As we said before, the _pyspark.ml_ is constantly growing, but still it lacks many features that have already been developed and implemented in [_pyspark.mllib_][1]. One of these functionalities is the confusion matrix, and to illustrate teh differences we will now use the [_MulticlassMetrics_][2] method from the _pyspark.mllib.evaluation_ module.

[1]: http://spark.apache.org/docs/2.0.2/api/python/pyspark.mllib.html "pyspark.mllib API"
[2]: http://spark.apache.org/docs/2.0.2/api/python/pyspark.mllib.html#pyspark.mllib.evaluation.MulticlassMetrics "MulticlassMetrics API"

In [42]:
from pyspark.mllib.evaluation import MulticlassMetrics

We start by noting that the _pyspark.mllib_ module utilizes **RDDs**, which are available thorugh the _rdd_ attribute of the _DataFrame_ class. From the documentation of the _MulticlassMetrics()_ method we learn that it requires an RDD containing only the predictions and the labels, so we select the relevant columns of the DataFrame using the method [_select()_][1] and create the proper RDD.

[1]: http://spark.apache.org/docs/2.0.2/api/python/pyspark.sql.html#pyspark.sql.DataFrame.select "DataFrame.select() API"

In [44]:
predictionAndLabels = train\
    .select(['prediction', 'digit (indexed)'])\
    .rdd
predictionAndLabels.take(5)

In [45]:
metrics = MulticlassMetrics(predictionAndLabels)
print type(metrics)

In [46]:
print metrics.confusionMatrix()

## Playing with parameters

### Changing the parameters

> **NOTE:** As part of the unified API pyspark is trying to expose, there is a class called [_Param_][1], which is utilized by all the models in _pyspark.ml_. In this session, however, we will use the parameters in their simplest form - key-word arguments of the estimator.

[1]: http://spark.apache.org/docs/2.0.2/api/python/pyspark.ml.html#module-pyspark.ml.param "pyspark.ml.param API"

Each **estimator** contains some documentation about its parameters, available by the methods _explainParam()_ and _explainParams()_.

In [51]:
print dt.explainParams()[:564]

In [52]:
print dt.explainParam('maxDepth')

When we instantiated the estimator we used the default values, but of course we can tweek the model by changing its parameters. The method [_setParams()_][1], which is available for all _pyspark.ml_ estimators, allows to easily modify the model parameters. We note that it is possible and advisable to use the [\*\*kwargs notation][2] when calling this method.

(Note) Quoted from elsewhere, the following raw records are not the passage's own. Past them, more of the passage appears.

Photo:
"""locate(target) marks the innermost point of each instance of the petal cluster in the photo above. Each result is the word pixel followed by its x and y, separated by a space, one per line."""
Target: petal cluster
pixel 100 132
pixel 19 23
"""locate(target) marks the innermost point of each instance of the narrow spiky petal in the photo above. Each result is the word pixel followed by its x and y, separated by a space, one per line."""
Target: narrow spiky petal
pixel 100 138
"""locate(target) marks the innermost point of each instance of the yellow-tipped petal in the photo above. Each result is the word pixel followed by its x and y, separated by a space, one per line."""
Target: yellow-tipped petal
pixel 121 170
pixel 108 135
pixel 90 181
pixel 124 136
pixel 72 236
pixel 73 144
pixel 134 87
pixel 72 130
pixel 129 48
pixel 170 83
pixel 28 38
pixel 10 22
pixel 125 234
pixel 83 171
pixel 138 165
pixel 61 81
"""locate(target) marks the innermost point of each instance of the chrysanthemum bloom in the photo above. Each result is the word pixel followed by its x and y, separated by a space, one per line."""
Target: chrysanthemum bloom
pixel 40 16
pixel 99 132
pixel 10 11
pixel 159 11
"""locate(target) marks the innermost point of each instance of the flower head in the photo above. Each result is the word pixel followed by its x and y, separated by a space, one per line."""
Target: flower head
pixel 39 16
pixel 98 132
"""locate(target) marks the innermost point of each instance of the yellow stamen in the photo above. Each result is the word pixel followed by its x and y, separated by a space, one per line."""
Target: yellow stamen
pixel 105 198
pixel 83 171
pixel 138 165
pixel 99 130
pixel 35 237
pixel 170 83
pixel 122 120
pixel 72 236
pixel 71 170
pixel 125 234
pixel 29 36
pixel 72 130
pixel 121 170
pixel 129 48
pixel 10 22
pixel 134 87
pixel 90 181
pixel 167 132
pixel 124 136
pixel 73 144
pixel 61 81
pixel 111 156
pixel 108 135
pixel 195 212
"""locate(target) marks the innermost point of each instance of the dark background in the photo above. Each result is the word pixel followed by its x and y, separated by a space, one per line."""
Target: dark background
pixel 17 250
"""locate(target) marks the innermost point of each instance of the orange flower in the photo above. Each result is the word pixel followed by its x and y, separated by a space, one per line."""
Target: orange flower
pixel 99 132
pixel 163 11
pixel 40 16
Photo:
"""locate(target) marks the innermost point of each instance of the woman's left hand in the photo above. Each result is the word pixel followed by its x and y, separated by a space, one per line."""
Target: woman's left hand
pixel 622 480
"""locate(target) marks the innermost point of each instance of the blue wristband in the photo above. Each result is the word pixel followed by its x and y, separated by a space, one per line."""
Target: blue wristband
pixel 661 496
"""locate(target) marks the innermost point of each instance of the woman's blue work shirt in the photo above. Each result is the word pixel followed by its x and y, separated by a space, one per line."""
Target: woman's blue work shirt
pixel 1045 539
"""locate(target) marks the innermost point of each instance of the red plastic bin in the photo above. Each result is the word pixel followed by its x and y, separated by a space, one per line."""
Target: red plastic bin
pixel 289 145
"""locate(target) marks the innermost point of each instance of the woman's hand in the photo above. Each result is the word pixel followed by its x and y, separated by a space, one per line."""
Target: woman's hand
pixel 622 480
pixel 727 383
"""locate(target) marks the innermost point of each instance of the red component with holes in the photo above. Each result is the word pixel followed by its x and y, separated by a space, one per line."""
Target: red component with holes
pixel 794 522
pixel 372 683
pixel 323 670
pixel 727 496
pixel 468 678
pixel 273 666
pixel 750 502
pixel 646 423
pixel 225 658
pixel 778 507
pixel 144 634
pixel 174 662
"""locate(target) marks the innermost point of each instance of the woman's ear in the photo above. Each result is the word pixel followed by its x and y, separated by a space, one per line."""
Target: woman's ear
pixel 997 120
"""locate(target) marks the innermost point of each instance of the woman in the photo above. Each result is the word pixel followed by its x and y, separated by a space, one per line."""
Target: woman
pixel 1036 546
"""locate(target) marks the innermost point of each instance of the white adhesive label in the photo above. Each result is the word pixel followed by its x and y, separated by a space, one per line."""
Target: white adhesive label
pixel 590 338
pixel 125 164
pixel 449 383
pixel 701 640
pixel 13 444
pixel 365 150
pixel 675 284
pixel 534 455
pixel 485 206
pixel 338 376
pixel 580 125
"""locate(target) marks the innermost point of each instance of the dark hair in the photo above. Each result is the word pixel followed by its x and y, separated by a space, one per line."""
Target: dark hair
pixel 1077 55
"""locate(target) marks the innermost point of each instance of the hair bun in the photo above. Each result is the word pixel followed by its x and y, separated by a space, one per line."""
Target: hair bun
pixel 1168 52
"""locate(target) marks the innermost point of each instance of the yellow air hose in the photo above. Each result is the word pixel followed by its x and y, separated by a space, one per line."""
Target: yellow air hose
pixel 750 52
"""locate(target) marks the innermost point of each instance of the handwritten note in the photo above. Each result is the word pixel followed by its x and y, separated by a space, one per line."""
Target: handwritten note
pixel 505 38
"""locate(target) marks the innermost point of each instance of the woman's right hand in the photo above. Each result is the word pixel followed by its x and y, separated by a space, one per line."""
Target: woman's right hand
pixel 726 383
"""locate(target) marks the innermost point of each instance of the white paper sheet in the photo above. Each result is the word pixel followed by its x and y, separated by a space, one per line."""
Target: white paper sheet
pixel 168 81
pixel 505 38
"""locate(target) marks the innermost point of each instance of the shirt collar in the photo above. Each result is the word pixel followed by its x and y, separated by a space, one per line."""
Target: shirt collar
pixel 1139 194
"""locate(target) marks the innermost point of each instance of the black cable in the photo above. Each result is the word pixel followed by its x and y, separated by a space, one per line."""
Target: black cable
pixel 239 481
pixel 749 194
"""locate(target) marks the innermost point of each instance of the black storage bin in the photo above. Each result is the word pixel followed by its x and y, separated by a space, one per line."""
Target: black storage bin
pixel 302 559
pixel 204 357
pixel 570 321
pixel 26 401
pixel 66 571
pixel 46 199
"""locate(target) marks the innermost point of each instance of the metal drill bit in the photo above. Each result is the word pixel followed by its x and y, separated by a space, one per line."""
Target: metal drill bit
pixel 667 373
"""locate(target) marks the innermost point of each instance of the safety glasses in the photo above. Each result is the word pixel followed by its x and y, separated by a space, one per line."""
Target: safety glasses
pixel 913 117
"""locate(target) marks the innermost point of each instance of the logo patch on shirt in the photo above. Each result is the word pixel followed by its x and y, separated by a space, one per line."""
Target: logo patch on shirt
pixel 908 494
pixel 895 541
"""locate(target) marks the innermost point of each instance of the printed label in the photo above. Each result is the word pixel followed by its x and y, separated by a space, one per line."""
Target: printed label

[1]: http://spark.apache.org/docs/2.0.2/api/python/pyspark.ml.html#pyspark.ml.classification.DecisionTreeClassifier.setParams "setParams() API"
[2]: http://book.pythontips.com/en/latest/args_and_kwargs.html "kwargs explanation"

In [54]:
params = {'maxDepth':10}
dt.setParams(**params)

We can see that the parameters were indeed changed by looking at the explanation again.

In [56]:
print dt.explainParam('maxDepth')

### Re-fitting the model

We repeat the steps of the process described earlier. We note that it is necessary to overwrite _train_ and _test_, otherwise we will get an error in the fit step, because a column with the name _prediction_ alredy exist.

In [59]:
train, test = digits.randomSplit([0.7, 0.3], seed=1234)

In [60]:
train = dt.fit(train).transform(train)
train.show(5)

In [61]:
print evaluator.evaluate(train)

## Validating the model

We now apply the model to the test data and see how it performs.

In [64]:
test = dt_model.transform(test)
test.show(5)

In [65]:
print evaluator.evaluate(test)

In [66]:
predictionAndLabels = test\
    .select(['prediction', 'digit (indexed)'])\
    .rdd
print MulticlassMetrics(predictionAndLabels).confusionMatrix()

> **Your turn 1:**

> * Part I - Create a classification model for predicting the sex of the guys listed in the weight.txt file based on their heights and weights.
> * Part II - Repeat the previous task, but now use also the age as a feature. Did it improve the model?

> **Your turn 2:**

> The file dessert.csv contains some information about groups who arrived at a restaurant, and the field “dessert” states whether they purchased a dessert or not. Use the file to develop a classification model for predicting which groups will order a dessert. Do not forget to split your data and validate your models.

> * Part I - Develop the classification model, where “num.of.guests” is an integer.
> * Part II - Improve your model by considering “num.of.guests” as categorical.